Again, when your happy with it, Leave it to harden.
The Next Stage Involves constructing the tail sections.
At Moviemodeller we like to form the Tail as a built in stand, the main reasons being, the Tail fully extended is quite long and not everyone has the room to display it.
So what we do is, customise the Tail into a coil, (as it would be around its victims neck). We re-inforce it internally, which makes it sturdy and usable as an integral stand.
Putting the Tail sections together fully extended is a simple process.
we tend to start at the Tip , Heat the part to straighten and ensure a good fit to the next segment. Carry on with this process untill they all fit together nicely then glue together.
Now the main body and tail are done, we can go ahead and glue these together.
Attaching the legs is next and a little different method is used. We have found its best to heat the socket part of the joint on the main body. (Heating the leg end results in the leg joint folding in on itself whilst being pushed in, and not getting a proper grip on the main body).
While the Leg socket is still warm, simply push the leg in to attach.
Repeat this with all the legs and allow to cool.
You should end up with something like this.
The Kit Should Now be in 1 Piece. Obviously If your building a different Kit it may not be, but the methods remain the same.
Another example of this type of Heated push fitted parts, are with vinyl figure models, Usually the arms or legs or both.
They can be left un-glued to produce a movable articulated part or glued and filled to produce a seamless static joint, the choice is entirely yours.
Preparing for paint
Area's that have been putty'd pay close attention to. Lightly sand the area's to blend them in with the rest of the kit, when done correctly, there should be no visable seam lines.
We would recommend wet n dry paper for sanding, although, standard sandpapers can be used, but make sure the grit level you plan to use is not so heavy, as to eradicate any surface details. Try it out on some scrap vinyl you cut away earlier, if your unsure.
Firstly give your model a good clean with soapy water and make sure its properly dry, before any painting happens....Cleaning it, should remove hand marks and such, it may have picked up when putting together.
Now its Clean, Try to handle the model as least as possible or better yet, use clean gloves when doing so.
Before Painting any colour, we always recommend using a primer first. It can help to show any minor flaws that need work on and give a good key for the colour base coat.
Once you've looked it over and are happy with the priming, go ahead and paint your base colour.
When Choosing Paint for you model, Its Usually best to stick to one type of paint.
For Example, if you plan on using Acrylic Paint, then only use Acrylic for all your colours and varnish or if you prefer enamel paints, use them for all your colours.
The Reason being, Sometimes when using two different types of paint, they can react with each other and will make your model look, as if it has a disease of some sort...lol.
So in Short, to avoid this happening, try and keep to one type of paint.
We like to use Tamiya Acrylic paints with an Airbrush.
When we have an even base coat, we then spray the next colour.
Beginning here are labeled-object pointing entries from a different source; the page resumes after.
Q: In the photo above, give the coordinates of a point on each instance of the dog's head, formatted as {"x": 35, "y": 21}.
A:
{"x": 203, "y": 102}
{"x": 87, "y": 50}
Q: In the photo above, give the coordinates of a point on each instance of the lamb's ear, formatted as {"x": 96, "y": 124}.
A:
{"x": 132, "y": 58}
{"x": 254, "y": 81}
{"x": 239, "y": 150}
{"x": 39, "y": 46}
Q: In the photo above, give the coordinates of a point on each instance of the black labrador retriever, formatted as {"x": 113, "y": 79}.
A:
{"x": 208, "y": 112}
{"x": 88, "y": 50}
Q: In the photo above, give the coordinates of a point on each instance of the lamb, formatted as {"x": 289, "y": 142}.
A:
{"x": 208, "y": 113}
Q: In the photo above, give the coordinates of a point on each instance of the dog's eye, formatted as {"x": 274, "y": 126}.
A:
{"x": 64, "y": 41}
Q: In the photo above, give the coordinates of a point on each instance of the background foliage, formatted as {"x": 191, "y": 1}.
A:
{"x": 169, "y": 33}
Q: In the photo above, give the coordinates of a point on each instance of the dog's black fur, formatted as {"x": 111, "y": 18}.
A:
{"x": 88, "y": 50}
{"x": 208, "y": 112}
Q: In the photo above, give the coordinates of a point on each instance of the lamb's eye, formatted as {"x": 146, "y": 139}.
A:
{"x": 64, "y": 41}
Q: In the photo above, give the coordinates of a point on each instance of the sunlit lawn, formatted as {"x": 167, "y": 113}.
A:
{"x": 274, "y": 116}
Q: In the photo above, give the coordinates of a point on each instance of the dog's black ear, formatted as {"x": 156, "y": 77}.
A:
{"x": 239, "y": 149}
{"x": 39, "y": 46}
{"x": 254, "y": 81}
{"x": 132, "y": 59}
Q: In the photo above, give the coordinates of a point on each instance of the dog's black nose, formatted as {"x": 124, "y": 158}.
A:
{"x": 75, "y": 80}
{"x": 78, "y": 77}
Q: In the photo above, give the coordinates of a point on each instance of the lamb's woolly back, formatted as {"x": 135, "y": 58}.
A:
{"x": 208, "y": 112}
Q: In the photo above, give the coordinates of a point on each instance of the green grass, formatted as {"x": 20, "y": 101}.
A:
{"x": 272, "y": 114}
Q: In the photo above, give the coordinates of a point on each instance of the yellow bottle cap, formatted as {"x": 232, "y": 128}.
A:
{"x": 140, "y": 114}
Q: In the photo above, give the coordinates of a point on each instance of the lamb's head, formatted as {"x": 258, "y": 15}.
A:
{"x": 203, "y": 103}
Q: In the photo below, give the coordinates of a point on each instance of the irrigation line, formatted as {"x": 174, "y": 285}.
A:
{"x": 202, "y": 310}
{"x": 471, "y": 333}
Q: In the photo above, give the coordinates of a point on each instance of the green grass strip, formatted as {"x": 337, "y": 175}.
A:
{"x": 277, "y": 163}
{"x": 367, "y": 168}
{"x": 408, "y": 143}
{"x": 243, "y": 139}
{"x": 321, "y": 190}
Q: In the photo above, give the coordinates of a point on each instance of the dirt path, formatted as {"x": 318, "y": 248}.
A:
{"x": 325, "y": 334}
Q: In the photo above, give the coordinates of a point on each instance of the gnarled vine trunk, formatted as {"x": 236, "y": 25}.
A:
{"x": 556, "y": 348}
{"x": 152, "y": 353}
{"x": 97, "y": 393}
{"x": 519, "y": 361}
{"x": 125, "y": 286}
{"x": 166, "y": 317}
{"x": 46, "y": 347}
In this case it will be red for the underside mouth area.
For the Mouth area we are going to use 2 shades of the red. First off we spray the main flat red colour. Once thats dry, we then mix a small amount of red with the flesh colour used on the body to produce a pinky flesh colour, thats lighter than the red we just sprayed, to highlight aspects of the opening.
After the area is dry, we touch up the outer area's of the opening with our original flesh colour, if there is any overspray of the Reds.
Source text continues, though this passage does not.